Saturday, January 27, 2007

Double Helix 
by Nancy Werlin

DoubleHelixby Nancy Werlin

Eli is smart, really smart. After he graduates from high school, he is supposed to go to a really good college, but Eli puts school off. Instead he is offered a job in a genetics lab with a legendary scientist, named Quincy Wyatt. In the science world this is a little like when a basketball player gets drafted out of high school straight into the NBA. 

Life could be almost perfect for Eli. He is getting paid big bucks. Quincy Wyatt has taken a special interest in him, buying him expensive dinners and introducing him to interesting people. 

There is just a little problem with the situation. Eli’s father seems to hate Quincy Wyatt and is completely against Eli working at the lab. At some point in the past something happened between Eli’s parents and Mr. Wyatt but Eli’s father won’t say what it is. And Eli’s mother is debilitated with Huntington’s disease. She is in a nursing home and can no longer talk.

Eli tries to unravel the mystery on his own. He starts snooping around at the lab. As Eli gets deeper into the mystery he begins to realize that he is actually at the center of the big secret. And his father, mother and Mr. Wyatt may not be exactly the type of people that they appear to be.

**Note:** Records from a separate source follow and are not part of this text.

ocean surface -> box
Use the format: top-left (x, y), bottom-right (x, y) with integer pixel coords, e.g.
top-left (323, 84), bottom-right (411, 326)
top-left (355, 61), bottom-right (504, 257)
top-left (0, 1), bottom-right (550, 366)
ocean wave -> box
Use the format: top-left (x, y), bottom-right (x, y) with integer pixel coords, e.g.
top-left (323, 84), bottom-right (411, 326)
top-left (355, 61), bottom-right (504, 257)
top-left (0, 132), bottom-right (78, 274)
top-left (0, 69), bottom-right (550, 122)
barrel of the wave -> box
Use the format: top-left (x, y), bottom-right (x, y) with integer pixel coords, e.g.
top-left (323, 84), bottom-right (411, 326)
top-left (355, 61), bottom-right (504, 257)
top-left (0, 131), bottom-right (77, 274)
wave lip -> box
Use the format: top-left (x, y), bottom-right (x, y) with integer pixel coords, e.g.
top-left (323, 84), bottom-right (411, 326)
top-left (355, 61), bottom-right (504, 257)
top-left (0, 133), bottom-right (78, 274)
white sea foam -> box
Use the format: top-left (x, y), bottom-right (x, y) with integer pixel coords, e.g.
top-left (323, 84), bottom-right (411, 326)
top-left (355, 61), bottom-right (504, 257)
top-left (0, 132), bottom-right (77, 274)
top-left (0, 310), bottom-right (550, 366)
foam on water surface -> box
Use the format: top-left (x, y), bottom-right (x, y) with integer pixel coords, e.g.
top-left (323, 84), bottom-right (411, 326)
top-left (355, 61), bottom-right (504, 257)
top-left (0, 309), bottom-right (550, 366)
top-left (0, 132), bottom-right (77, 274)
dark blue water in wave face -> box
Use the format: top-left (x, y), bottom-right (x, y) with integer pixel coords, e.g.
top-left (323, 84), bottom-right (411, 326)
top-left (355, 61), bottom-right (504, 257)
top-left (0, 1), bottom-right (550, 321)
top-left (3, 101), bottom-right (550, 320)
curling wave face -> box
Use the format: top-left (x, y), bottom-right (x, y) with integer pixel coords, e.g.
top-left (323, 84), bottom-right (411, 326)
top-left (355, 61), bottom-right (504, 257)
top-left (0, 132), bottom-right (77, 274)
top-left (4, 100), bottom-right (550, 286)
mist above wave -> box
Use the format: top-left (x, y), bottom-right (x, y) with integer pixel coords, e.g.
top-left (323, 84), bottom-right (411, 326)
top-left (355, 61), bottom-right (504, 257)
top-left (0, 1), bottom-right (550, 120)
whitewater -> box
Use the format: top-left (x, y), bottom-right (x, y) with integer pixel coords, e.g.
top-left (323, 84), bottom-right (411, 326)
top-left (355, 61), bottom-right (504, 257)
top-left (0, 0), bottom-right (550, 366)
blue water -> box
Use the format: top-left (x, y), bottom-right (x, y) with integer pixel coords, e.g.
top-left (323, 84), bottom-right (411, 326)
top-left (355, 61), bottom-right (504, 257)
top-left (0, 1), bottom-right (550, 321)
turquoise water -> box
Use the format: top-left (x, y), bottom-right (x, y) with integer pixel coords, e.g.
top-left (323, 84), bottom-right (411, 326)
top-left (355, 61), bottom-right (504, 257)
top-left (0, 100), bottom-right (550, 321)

Booktalk by Jane Wheeler, Whatcom County Library System

DoubleHelixby Nancy Werlin
Eli just cannot face college right after graduation, and takes a job at Wyatt Transgenics, famous for its biogenetic research. This company is run by Dr. Quincy Wyatt. Eli knows his mother knew him years ago, and also knows his father hates him now. But, why does his father hate Dr. Wyatt? Eli’s father won’t tell him, and he cannot ask his mother because she is dying and in the final debilitating stages of Huntington disease. The longer Eli works for Dr. Wyatt, the more puzzled he becomes. Why was the doctor so eager to give him a good job, and why has he been so friendly to Eli? Why does Dr. Wyatt’s houseguest, Kayla, look so much like Eli’s mother at eighteen? Why has Eli always felt superior- smarter at school, and more athletic- to the point that he purposely avoids competing? Mesmerizing answers to all these questions are slowly revealed in this chilling book.
Do you have any questions like Eli’s--?!